In the end, Strange Brew is essentially Abbott & Costello Go to Elsinore
Aside from Bob and Doug's aforementioned plot function as Rosencrantz and Guildenstern, "Strange Brew" gradually departs from "Hamlet" and turns into a blitzed Abbott & Costello movie. Hamlet triumphs, the Claudii die, and Rosencrantz/Bob saves the day by guzzling an entire vat of beer (leaving him cartoonishly bloated and desperately needing to "throw a whizz"). As for the heroic role played by Hosehead the dog at the end of the film, Shakespeare could never.
While Thomas is flattered that people consider his cult classic a smart-silly comedy, he admitted to IGN that this was all accidental:
"Again, people give the thing credit for being smarter in its writing than it ever could be, because it was more of a collision of ideas trying to find a voice.

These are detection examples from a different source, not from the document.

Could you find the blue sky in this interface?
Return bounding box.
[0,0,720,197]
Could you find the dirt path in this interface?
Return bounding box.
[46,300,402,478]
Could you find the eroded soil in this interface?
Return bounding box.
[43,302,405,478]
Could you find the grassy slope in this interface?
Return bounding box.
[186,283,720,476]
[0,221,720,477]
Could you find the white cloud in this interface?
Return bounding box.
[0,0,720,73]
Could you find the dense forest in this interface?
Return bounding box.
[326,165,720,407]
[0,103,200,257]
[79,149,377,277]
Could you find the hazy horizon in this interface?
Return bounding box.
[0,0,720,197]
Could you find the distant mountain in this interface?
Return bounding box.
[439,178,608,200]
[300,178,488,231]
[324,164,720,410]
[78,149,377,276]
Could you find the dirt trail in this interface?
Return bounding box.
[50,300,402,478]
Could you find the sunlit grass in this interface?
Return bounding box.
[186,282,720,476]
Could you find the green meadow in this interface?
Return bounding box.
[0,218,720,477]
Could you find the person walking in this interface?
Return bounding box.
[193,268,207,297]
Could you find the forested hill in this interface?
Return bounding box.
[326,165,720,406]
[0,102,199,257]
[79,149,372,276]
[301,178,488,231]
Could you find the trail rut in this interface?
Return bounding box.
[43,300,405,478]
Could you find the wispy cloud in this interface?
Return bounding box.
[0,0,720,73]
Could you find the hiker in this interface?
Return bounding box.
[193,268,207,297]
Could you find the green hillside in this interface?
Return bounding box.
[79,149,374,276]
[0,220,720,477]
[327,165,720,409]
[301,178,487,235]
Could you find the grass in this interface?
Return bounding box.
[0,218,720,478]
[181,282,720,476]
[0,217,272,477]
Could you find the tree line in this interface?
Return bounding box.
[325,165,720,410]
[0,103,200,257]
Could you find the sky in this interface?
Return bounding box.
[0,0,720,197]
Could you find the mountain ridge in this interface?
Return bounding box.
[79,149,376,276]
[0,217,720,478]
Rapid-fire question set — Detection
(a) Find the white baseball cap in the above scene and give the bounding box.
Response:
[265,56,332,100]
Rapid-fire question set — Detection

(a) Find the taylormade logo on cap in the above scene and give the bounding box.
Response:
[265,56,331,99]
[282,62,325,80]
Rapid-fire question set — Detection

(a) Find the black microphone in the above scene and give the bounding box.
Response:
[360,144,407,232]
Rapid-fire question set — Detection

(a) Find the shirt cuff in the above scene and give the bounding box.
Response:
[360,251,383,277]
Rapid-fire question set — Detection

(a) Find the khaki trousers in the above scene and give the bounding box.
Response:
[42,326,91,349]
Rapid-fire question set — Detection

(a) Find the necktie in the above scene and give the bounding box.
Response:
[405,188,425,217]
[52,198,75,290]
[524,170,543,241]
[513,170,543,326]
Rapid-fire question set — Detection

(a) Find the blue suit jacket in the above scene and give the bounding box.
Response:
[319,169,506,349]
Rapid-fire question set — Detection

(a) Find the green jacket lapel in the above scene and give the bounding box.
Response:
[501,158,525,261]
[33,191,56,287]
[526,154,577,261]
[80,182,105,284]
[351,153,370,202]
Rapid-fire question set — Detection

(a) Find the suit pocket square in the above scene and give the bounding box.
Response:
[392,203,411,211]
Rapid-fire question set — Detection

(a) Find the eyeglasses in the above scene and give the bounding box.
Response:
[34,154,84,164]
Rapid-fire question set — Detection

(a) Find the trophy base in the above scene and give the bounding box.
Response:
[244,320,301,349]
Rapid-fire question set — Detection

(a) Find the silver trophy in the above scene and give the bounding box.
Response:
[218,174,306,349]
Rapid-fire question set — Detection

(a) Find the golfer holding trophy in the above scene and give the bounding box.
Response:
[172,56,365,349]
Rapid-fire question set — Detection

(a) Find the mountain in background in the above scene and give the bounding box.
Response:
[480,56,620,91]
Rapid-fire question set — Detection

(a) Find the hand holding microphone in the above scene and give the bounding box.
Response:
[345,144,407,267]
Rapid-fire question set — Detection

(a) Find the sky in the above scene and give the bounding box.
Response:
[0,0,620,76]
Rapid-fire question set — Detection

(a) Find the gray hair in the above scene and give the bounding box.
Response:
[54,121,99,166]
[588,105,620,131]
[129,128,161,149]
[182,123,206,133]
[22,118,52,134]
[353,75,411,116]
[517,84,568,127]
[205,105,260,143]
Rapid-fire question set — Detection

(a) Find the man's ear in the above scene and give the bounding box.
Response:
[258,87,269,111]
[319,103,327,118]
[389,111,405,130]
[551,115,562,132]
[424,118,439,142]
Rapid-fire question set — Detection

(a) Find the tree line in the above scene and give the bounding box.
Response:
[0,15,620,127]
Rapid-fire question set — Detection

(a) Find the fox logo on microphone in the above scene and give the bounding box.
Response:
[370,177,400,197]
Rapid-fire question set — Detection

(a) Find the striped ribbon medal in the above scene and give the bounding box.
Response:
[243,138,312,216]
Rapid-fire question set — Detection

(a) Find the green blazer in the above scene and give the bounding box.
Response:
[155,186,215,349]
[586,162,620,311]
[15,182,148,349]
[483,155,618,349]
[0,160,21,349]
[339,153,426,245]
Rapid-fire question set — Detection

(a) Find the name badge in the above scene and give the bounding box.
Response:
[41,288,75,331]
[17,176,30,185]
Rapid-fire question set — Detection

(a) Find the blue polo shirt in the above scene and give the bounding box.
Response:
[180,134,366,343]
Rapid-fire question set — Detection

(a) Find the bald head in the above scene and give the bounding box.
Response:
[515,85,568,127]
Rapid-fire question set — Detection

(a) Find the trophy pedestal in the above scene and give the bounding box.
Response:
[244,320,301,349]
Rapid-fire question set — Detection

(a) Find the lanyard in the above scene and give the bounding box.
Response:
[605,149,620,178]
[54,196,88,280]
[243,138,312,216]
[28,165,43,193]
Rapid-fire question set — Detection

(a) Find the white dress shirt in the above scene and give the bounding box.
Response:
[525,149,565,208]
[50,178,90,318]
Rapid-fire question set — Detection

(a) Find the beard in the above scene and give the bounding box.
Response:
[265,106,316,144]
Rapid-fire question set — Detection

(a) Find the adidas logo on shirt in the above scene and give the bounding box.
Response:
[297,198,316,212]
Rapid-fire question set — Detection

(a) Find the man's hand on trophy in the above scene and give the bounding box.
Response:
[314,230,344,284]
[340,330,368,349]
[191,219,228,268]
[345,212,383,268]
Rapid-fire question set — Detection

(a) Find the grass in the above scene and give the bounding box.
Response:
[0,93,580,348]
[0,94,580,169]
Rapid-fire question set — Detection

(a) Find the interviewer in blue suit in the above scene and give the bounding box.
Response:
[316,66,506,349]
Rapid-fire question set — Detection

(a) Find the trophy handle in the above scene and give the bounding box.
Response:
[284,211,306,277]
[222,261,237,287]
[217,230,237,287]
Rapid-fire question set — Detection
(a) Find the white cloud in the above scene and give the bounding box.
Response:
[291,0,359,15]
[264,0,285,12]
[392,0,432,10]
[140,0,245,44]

I think we found a 'tone' in the performing, and I found more of it in the editing. Rick went off to do something else, and I edited the picture, but there was no master plan for the screenplay. It was a true comedy of errors."
"Strange Brew" broke a little over even with an $8.5 million box office gross. It's not an all-time great "Hamlet" adaptation, but it is a highly rewatchable romp that pairs perfectly with a Molson or six. And if you don't agree, take off, eh?